Several tax professionals with KPMG LLP noted in an April 2 letter to the editor of Tax Notes that not all issues for consolidated groups stemming from the five-year loss carryback rule can be resolved under a split-waiver election. 

The letter recommended that Treasury and the IRS — along with providing the split-waiver election guidance — consider “a new consolidated return election to allow [the acquiring group] to preserve the economic deal agreed to in the original transaction.” 

Specifically, the letter pointed to relief in Notice 2000-53, 2000-2 C.B. 293, saying there was precedent for allowing the acquiring consolidated group “to determine the NOL carryovers of acquired subsidiaries without regard to the CARES Act changes to the NOL carryback rules.” 

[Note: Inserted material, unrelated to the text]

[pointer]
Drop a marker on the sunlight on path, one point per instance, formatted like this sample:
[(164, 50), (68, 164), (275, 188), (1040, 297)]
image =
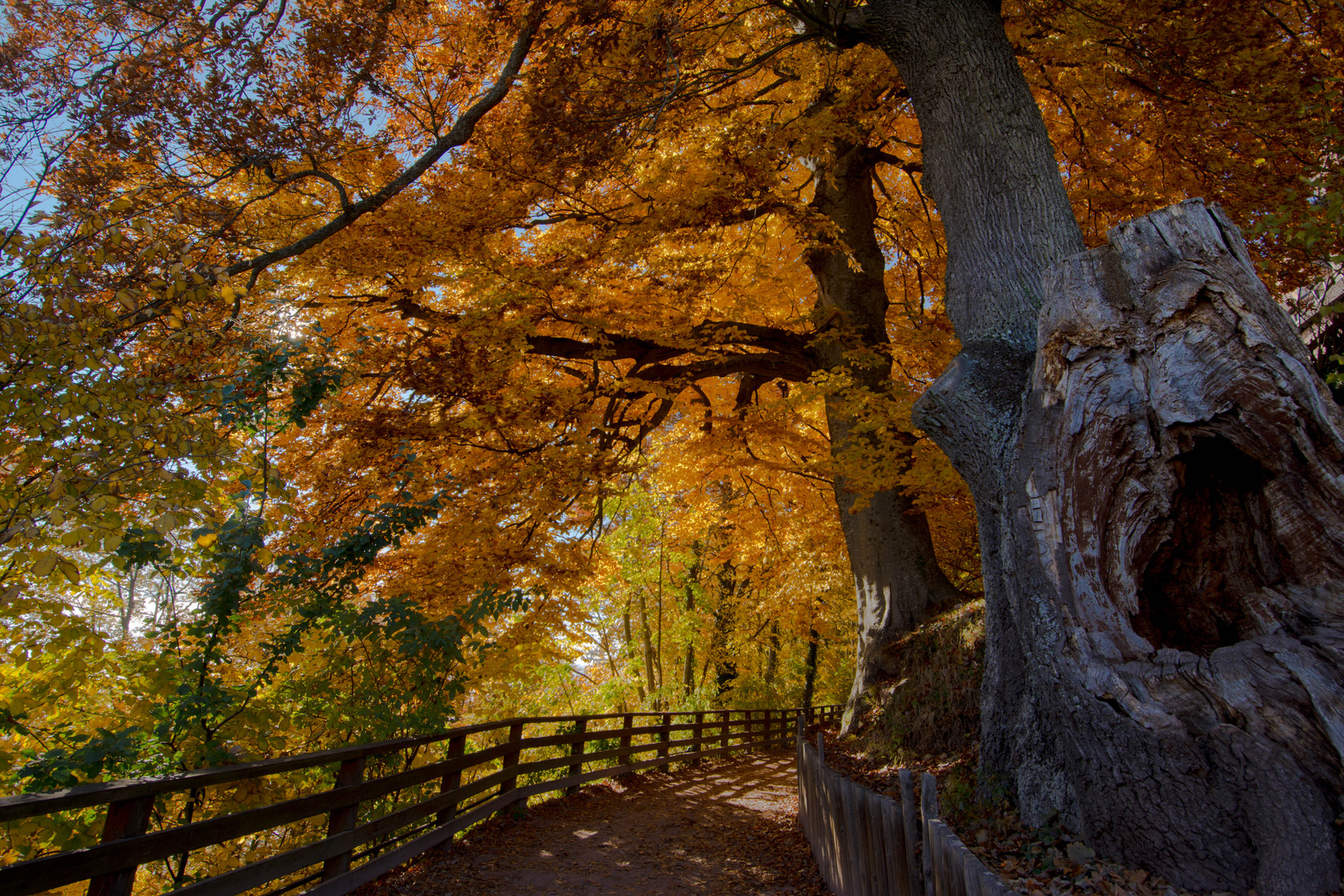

In Notice 2000-53, the IRS allowed a departing member of a consolidated group — that would otherwise be affected by the application of some provisions of the final 1999 consolidated return regulations — to ignore a specific rule while it was a member of the group.

In that guidance, the IRS acknowledged that the application of a consolidated return overlap rule had inappropriate adverse tax consequences for some acquisitions of corporations from consolidated groups that occurred during a tax year to which the regs applied but before the regs were issued. 

The IRS allowed departing members in some situations to elect to determine its NOL and capital loss carryovers to post-acquisition tax years by treating specific provisions of the regs as not applying while it was a member of its prior group. 

Situations that arose under Notice 2000-53 and those occurring under the CARES Act, “are quite similar in that they illustrate situations where a significant change in law disturbed the legitimate expectations of the parties, resulting in a detriment to the acquiring group that could not have been reasonably foreseen as of the acquisition,” the letter said.

Adopting an approach like that of Notice 2000-53 would mean “the selling group applies existing law but the acquiring group may elect to determine its NOL carryover into the acquired group without regard to the CARES Act carryback rule,” according to the letter.

The relief would allow the target company “to unilaterally preserve its portion of a CNOL as a carryforward while also allowing the selling group to include the loss in a carryback of the CNOL,” Jeffrey L. Vogel of KPMG LLP told Tax Notes. Vogel, one of the authors of the April letter, said that would “protect the original economics of the acquisition” — that is, the target would retain a tax attribute for future use. 

In most situations, that treatment won’t create a double benefit because the use of the same loss by the two groups would be mitigated or eliminated by the corresponding reduction in stock basis of the target subsidiary and increase the gain or decrease the loss on the acquisition, according to Vogel

Vogel said that allowing the target to preserve its CNOL carryforward would also minimize disruption to already completed transactions by, for example, eliminating the acquiring group’s need to file amended returns. 

“We are hopeful the government will provide relief similar to Notice 2000-53 for the limited transactions that occurred prior to the enactment of the CARES Act,” Vogel said.